For most boiler-plate tasks, especially where I/O is involved, Clojure is fast enough (eg. handling HTTP requests or talking to a database).
The true power of Clojure, in my opinion, is in how it allows you to think about problems; that machines produce side effects by interpreting a data structure, that the program is one transformation of the input data structure to the target data structure for the desired side effect.

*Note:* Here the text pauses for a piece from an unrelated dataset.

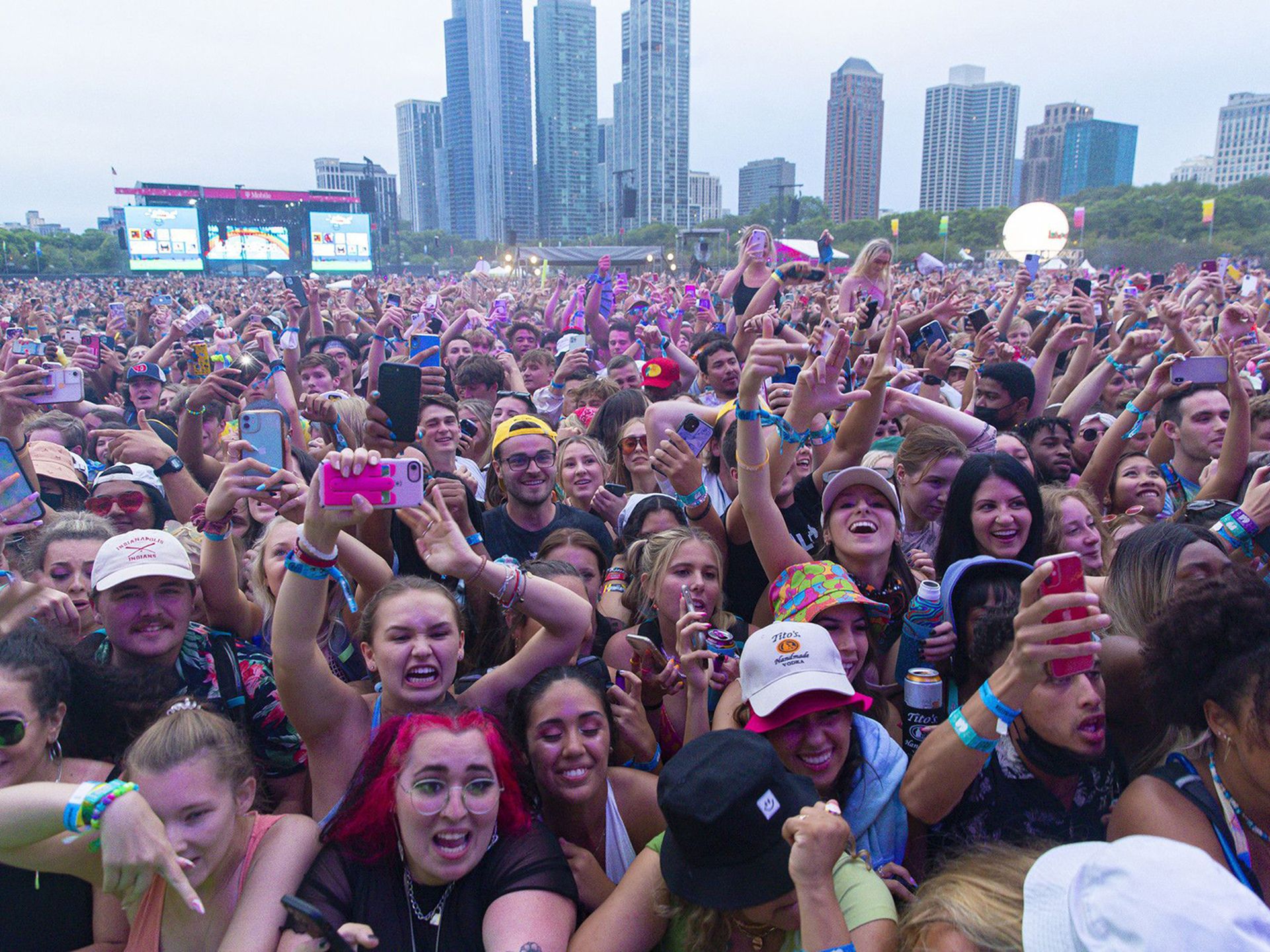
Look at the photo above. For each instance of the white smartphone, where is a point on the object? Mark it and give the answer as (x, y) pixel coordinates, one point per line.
(67, 385)
(266, 430)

You don't think in terms of imaginary objects 'doing' things, you think about the input data structure and how the output data structure should look like, such that if fed to a library function, the desired side effect will occur (eg. the text will be printed or the robot arm will rise).
This mode of thinking about problems is closer to how machines actually work on a higher level and amusingly, 'close to the metal' C++, offers abstractions which take the writer into a fairy tale of class hierarchies, methods that 'do' things to other things, inserting, deleting, mutating everything all over the place. Because that's efficient and fast (and dangerous). But it's also focused a lot on telling the machine 'how' to run; while coincidentally making it do 'what' you want it to do. As a wizard who can put that orchestra with swords and knifes in motion without too much blood spilling on the floors, you can't but feel proud to have achieved it.
Data in -> data out. That's Clojure's way of thinking.
It's a lot simpler way of looking at the problem and maybe makes the `->` feel a bit insignificant and maybe not that important in most cases, as long as it produces the correct output.
The biggest performance hit will be choosing the wrong data structure for solving the problem in a functional way. If that's done correctly, Clojure does offer some tools for squeezing a bit more out of performance critical pieces of code (the articles covers some). Those should be a couple of functions in all your code base; for the boilerplate and domain logic or code involving non realtime I/O, it doesn't matter that much.
If performance is a big concern and you end up writing imperative code in Clojure, I think you'll be better off writing the bits in Java or choose a different language, which is better designed for that purpose.